From da27c961df7daf02b632a41b0df11331c39a28d5 Mon Sep 17 00:00:00 2001
From: Alan Akbik <alan.akbik@gmail.com>
Date: Wed, 4 Dec 2024 14:22:12 +0100
Subject: [PATCH] Fix return statements

---
 flair/data.py | 36 ++++++++++++++++++++++++++++--------
 1 file changed, 28 insertions(+), 8 deletions(-)

diff --git a/flair/data.py b/flair/data.py
index a8d221697..f5d902f0e 100644
--- a/flair/data.py
+++ b/flair/data.py
@@ -74,7 +74,8 @@ def add_item(self, item: str) -> int:
         Args:
             item: a string for which to assign an id.
 
-        Returns: ID of string
+        Returns:
+            ID of string
         """
         bytes_item = item.encode("utf-8")
         if bytes_item not in self.item2idx:
@@ -88,7 +89,8 @@ def get_idx_for_item(self, item: str) -> int:
         Args:
             item: string for which ID is requested
 
-        Returns: ID of string, otherwise 0
+        Returns:
+            ID of string, otherwise 0
         """
         item_encoded = item.encode("utf-8")
         if item_encoded in self.item2idx:
@@ -108,7 +110,8 @@ def get_idx_for_items(self, items: list[str]) -> list[int]:
         Args:
             items: List of string for which IDs are requested
 
-        Returns: List of ID of strings
+        Returns:
+            List of ID of strings
         """
         if not hasattr(self, "item2idx_not_encoded"):
             d = {key.decode("UTF-8"): value for key, value in self.item2idx.items()}
@@ -1463,6 +1466,10 @@ def downsample(
         return self
 
     def filter_empty_sentences(self):
+        """A method that filters all sentences consisting of 0 tokens.
+
+        This is an in-place operation that directly modifies the Corpus object itself by removing these sentences.
+        """
         log.info("Filtering empty sentences")
         if self._train is not None:
             self._train = Corpus._filter_empty_sentences(self._train)
@@ -1473,6 +1480,15 @@ def filter_empty_sentences(self):
         log.info(self)
 
     def filter_long_sentences(self, max_charlength: int):
+        """
+        A method that filters all sentences for which the plain text is longer than a specified number of characters.
+
+        This is an in-place operation that directly modifies the Corpus object itself by removing these sentences.
+
+        Args:
+            max_charlength: The maximum permissible character length of a sentence.
+
+        """
         log.info("Filtering long sentences")

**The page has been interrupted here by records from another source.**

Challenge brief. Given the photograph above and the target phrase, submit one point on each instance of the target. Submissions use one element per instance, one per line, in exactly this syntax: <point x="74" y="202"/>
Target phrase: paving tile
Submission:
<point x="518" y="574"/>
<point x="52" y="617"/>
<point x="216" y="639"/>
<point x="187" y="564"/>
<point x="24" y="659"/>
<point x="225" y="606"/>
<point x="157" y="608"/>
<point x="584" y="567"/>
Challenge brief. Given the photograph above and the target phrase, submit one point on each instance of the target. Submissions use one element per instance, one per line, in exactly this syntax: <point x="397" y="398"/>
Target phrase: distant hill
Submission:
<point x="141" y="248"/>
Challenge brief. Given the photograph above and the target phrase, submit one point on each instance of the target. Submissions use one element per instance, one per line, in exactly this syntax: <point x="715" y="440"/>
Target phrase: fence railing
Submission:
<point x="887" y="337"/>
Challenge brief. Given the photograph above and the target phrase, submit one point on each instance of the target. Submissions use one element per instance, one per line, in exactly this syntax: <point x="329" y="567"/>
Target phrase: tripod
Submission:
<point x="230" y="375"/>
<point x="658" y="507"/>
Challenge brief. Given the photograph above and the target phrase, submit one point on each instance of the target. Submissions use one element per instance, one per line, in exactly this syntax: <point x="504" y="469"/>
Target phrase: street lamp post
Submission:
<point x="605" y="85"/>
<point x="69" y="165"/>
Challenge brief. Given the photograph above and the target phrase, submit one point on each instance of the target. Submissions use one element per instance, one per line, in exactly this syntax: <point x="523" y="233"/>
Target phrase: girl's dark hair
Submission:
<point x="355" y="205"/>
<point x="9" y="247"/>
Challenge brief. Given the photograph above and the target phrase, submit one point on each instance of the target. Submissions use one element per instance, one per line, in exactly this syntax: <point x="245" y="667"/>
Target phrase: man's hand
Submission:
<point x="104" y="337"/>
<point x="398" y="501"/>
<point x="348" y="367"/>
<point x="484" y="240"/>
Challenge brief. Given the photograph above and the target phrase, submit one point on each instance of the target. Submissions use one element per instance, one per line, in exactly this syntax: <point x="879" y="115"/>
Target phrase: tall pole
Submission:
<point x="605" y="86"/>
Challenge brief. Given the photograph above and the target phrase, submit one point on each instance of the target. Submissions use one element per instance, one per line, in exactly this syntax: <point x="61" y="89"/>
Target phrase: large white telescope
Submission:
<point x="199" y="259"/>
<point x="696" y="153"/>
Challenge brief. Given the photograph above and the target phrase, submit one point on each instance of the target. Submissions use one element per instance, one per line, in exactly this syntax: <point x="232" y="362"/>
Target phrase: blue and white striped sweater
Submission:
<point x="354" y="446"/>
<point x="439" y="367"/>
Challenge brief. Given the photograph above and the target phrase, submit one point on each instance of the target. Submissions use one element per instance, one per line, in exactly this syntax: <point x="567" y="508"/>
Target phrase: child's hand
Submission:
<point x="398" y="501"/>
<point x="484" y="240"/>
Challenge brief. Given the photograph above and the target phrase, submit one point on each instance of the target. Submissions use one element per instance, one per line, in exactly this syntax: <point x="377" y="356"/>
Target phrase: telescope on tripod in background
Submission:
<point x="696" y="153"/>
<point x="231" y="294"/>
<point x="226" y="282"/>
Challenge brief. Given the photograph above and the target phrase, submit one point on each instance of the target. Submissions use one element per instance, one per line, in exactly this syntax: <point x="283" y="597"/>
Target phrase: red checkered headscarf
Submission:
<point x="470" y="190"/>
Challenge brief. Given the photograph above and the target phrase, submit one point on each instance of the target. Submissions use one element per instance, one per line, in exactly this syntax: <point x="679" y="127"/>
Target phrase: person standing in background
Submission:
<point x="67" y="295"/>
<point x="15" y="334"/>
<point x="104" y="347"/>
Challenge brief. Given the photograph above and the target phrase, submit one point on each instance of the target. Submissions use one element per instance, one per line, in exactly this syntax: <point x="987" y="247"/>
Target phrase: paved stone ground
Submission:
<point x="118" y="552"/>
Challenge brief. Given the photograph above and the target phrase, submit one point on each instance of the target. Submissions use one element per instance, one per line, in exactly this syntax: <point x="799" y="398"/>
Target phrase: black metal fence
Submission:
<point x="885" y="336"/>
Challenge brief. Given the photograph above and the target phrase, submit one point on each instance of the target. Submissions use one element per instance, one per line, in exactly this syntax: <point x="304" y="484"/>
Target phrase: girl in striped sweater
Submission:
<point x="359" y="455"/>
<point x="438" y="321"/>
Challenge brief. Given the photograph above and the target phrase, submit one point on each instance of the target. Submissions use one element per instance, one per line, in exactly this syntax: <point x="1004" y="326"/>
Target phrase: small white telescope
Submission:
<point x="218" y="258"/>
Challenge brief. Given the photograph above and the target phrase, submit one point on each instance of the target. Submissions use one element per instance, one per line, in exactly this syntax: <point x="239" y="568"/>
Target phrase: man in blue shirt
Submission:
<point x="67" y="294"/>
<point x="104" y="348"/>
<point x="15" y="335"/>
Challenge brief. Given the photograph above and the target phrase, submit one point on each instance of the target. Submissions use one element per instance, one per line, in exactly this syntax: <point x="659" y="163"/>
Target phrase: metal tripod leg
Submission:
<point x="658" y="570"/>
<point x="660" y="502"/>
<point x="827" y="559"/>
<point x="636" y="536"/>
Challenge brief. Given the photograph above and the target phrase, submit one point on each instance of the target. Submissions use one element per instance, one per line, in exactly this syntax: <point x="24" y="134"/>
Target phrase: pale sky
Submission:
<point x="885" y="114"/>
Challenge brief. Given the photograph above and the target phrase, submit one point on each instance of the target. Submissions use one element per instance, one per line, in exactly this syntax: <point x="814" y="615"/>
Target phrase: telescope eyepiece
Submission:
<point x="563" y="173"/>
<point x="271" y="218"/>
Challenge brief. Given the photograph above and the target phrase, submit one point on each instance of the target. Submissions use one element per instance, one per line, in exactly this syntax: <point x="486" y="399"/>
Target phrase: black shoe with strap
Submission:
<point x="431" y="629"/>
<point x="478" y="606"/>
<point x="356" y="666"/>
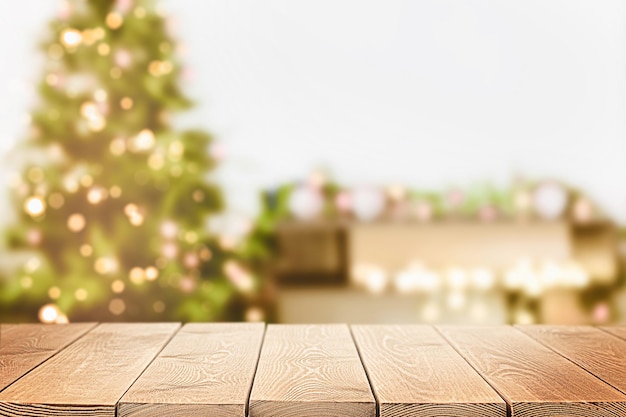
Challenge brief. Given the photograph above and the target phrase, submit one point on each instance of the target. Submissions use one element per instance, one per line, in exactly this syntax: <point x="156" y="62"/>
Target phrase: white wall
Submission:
<point x="426" y="93"/>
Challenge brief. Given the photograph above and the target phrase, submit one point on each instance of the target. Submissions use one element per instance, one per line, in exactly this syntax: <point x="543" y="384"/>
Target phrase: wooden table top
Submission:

         if self._train is not None:
             self._train = Corpus._filter_long_sentences(self._train, max_charlength)
@@ -1517,7 +1533,7 @@ def _filter_empty_sentences(dataset) -> Dataset:
         return subset
 
     def make_vocab_dictionary(self, max_tokens: int = -1, min_freq: int = 1) -> Dictionary:
-        """Creates a dictionary of all tokens contained in the corpus.
+        """Creates a :class:`Dictionary` of all tokens contained in the corpus.
 
         By defining `max_tokens` you can set the maximum number of tokens that should be contained in the dictionary.
         If there are more than `max_tokens` tokens in the corpus, the most frequent tokens are added first.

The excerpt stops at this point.